What high school girl doesn’t want to be seen?
“Maybe,” I relent quietly, “a tiny part of me wasn’t, but it was easy to ignore. Jordan had that kind of personality.”
“Can I say something that might upset you?” Dr. Wolf asks. When I give him a short nod, he goes on, “He knew you didn’t want to go to the dance, and yet he said the one thing that got you to go. He manipulated you into going.”
“Manipulated?” The word sounds weird coming from me. “No, no, that’s not how it was.”
“Whether you recognize it or not, what Jordan did was a tactic of manipulation: getting you to do what he wanted you to do instead of what you wanted to do. He wanted you to go, so he threatened to do something you wouldn’t like, something he knew you’d do anything to avoid. Did Jordan often do things like that?”
My response leaves me immediately, “No.”
It wasn’t like that, was it? Jordan wouldn’t… no. We were best friends.

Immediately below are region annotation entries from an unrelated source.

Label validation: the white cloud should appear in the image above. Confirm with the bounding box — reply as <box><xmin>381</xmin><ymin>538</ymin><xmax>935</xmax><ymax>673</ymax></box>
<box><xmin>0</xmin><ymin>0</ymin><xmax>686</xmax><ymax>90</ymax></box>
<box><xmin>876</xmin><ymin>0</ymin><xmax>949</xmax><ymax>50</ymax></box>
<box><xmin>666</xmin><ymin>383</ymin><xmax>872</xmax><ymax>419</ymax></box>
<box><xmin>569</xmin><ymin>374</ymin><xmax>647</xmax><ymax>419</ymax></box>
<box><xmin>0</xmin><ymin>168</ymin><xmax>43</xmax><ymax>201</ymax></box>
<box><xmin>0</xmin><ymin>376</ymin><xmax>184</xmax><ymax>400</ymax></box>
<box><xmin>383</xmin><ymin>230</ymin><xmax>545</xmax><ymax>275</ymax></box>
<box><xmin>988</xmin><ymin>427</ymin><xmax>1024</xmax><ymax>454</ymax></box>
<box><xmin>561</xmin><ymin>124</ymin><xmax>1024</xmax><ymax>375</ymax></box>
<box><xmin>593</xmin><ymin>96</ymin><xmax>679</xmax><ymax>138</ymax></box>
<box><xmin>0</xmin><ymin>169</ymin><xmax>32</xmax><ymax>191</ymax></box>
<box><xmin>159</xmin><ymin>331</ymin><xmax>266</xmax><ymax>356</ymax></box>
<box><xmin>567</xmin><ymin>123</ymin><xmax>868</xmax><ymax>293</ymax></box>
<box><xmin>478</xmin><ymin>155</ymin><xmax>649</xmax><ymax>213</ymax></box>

He would never have knowingly manipulated me like that. It was all in good fun. He just wanted me to go to homecoming, that’s all. No ulterior motives behind it.
Before Dr. Wolf can say anything else, I mumble, “I have to use the bathroom.” I stand.
“Of course. It’s just down the hall. Take your time.”
I don’t even care if he thinks I’m upset over the Jordan talk—I am. Jordan is a sore subject for me in many different ways, apparently. I knew we’d talk about him eventually, but I didn’t think… God, I never thought we’d talk about him possibly manipulating me.
Jordan would’ve never.
Did he?
As I hurry out of the office, I mentally wrestle with that question. Reframing everything now, with hindsight, with everything I know today—everything Jordan was capable of—maybe Dr. Wolf isn’t far off the mark.
Maybe Jordan manipulated me my whole life and I never knew it.
The moment I step out of Dr. Wolf’s office, my legs come to a half as the door swings shut on its own behind me. My heart feels like it’s putting an ungodly amount of pressure on my chest, and all I can do is stand there and wonder if, perhaps, there was a side to Jordan that I was blind to all this time.
No. No way. Jordan wasn’t… he wasn’t like that.
But what if—
I feel like I want to pull my hair out. I can’t think straight. I need some air. Some alone time. Privacy. And so, instead of going to the bathroom, I decide to go outside—only I don’t go to the front, where Dr. Wolf might hear me or even see me out the window in the office. I head deeper into the house, not really knowing where I’m going as I search for a backdoor.
Fortunately for me, the house, though large, is pretty straightforward. I end up finding a back patio just off the ridiculously-huge kitchen, and as quietly as I can, I slip out. Every muscle in my body is upset with me, and I labor to get to the nearest wicker chair, collapsing onto it just in time.
I don’t like talking about Jordan, but more than that, I don’t like the suggestion Dr. Wolf made. It’s upsetting in more than one way. A part of me—the part that’s still loyal to Jordan’s memory, as stupid as it is—is insulted Dr. Wolf would dare suggest Jordan manipulated me. But another part of me is frozen in anxiety as I wonder if, perhaps, it’s true.
I lean forward and place my head in my hands as I attempt to keep my breathing under control. This is not how I thought today would go, not at all.